## Saturday, October 27, 2012

### A long loop

Eric Angelini's digit-difference/add-subtract/iterate procedure, to which I drew attention two weeks ago, continues to delight. I knew there was a length-25 loop starting with 20971:

0 20971
1 50232
2 102345
3 223459
4 212312
5 101102
6 211223
7 110212
8 98101
9 80983
10 170138
11 841395
12 408752
13 889984 *maximum
14 879840
15 758392
16 522717
17 217055
18 49552
19 103584
20 235927
21 111172
22 110521
23 95211
24 52103
25 20971

Now I have discovered a significantly longer loop starting with 204099163.

Update (3 Nov 2012): There exists an intermediate length-85 loop starting with 17175432.

## Saturday, October 13, 2012

### 13094

From left to right, determine the absolute differences between p's adjacent digits:

1-3 = 2
3-0 = 3
0-9 = 9
9-4 = 5
4-1 = 3     (the last digit of p minus the first one)

Collecting the resulting digits, we get q = 23953.

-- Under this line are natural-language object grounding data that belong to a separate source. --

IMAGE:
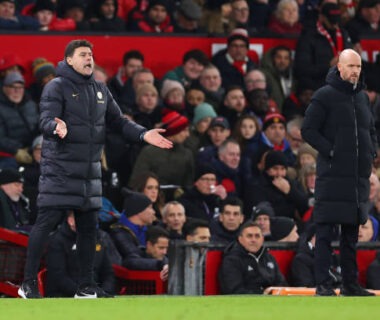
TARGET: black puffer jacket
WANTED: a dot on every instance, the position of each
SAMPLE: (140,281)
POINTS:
(70,167)
(18,124)
(242,272)
(340,126)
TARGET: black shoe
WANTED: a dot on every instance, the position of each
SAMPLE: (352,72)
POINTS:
(91,292)
(29,290)
(354,290)
(325,291)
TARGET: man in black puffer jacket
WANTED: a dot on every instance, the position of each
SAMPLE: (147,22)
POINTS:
(339,125)
(75,110)
(247,267)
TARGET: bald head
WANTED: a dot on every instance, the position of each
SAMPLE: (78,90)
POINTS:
(349,66)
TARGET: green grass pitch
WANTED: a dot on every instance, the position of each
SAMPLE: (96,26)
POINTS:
(193,308)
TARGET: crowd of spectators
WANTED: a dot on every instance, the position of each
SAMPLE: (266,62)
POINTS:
(234,120)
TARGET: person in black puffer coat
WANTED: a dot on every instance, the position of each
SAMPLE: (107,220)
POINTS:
(340,126)
(75,110)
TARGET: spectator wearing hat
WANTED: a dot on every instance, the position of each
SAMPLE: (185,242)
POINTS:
(174,166)
(187,18)
(156,18)
(283,229)
(193,62)
(225,227)
(210,82)
(43,72)
(173,96)
(14,206)
(18,121)
(317,50)
(121,82)
(105,17)
(201,200)
(272,185)
(203,115)
(45,13)
(247,267)
(366,21)
(234,105)
(10,20)
(262,213)
(234,62)
(218,132)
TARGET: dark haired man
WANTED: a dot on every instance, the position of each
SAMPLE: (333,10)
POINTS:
(75,110)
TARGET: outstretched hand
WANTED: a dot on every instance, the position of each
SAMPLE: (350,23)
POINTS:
(60,129)
(156,139)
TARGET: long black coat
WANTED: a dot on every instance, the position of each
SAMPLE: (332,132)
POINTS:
(339,125)
(70,167)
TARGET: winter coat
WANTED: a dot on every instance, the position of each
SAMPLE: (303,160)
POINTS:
(339,125)
(242,272)
(70,167)
(18,124)
(63,276)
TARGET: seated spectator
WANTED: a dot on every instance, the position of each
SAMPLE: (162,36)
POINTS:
(129,233)
(105,17)
(369,231)
(225,227)
(193,62)
(234,62)
(14,206)
(211,83)
(18,122)
(10,20)
(187,18)
(197,231)
(172,166)
(285,195)
(203,115)
(121,82)
(247,267)
(63,275)
(156,18)
(218,132)
(285,19)
(283,229)
(173,97)
(262,214)
(201,200)
(154,255)
(234,105)
(149,184)
(302,267)
(174,218)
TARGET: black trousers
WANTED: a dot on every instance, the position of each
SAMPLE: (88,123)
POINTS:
(323,251)
(47,219)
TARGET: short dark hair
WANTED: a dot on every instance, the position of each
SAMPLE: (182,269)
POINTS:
(132,54)
(154,233)
(231,201)
(74,44)
(192,224)
(248,224)
(197,55)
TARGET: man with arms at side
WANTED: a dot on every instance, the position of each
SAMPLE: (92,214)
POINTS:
(75,110)
(339,125)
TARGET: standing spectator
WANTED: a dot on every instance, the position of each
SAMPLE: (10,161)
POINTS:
(119,84)
(339,125)
(71,153)
(193,62)
(18,122)
(318,48)
(247,267)
(234,62)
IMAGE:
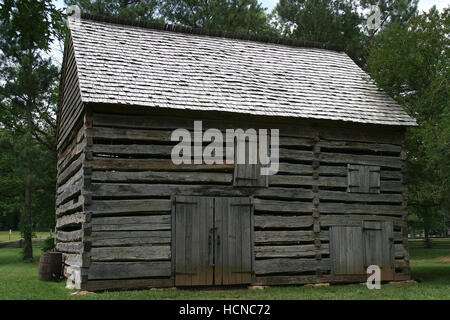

If q > p, compute p + q. If q < p, compute p - q. Either way, this is our new p.
Repeat:

0     13094 + 23953
1     37047 + 47434
2     84481 - 40477
3     44004 -  4040
4     39964 + 60321
5    100285 ...

The procedure was created by Eric Angelini, who presented it to MathFun on October 9. I chose 13094 to illustrate the method because this is a number for which I do not have an eventual outcome. Lesser starting numbers end up in small loops, although it may take a while (for example 199, 10853, 10886) to get there. In my graph of ten million iterations of 13094's evolution, the upward climb is relentless.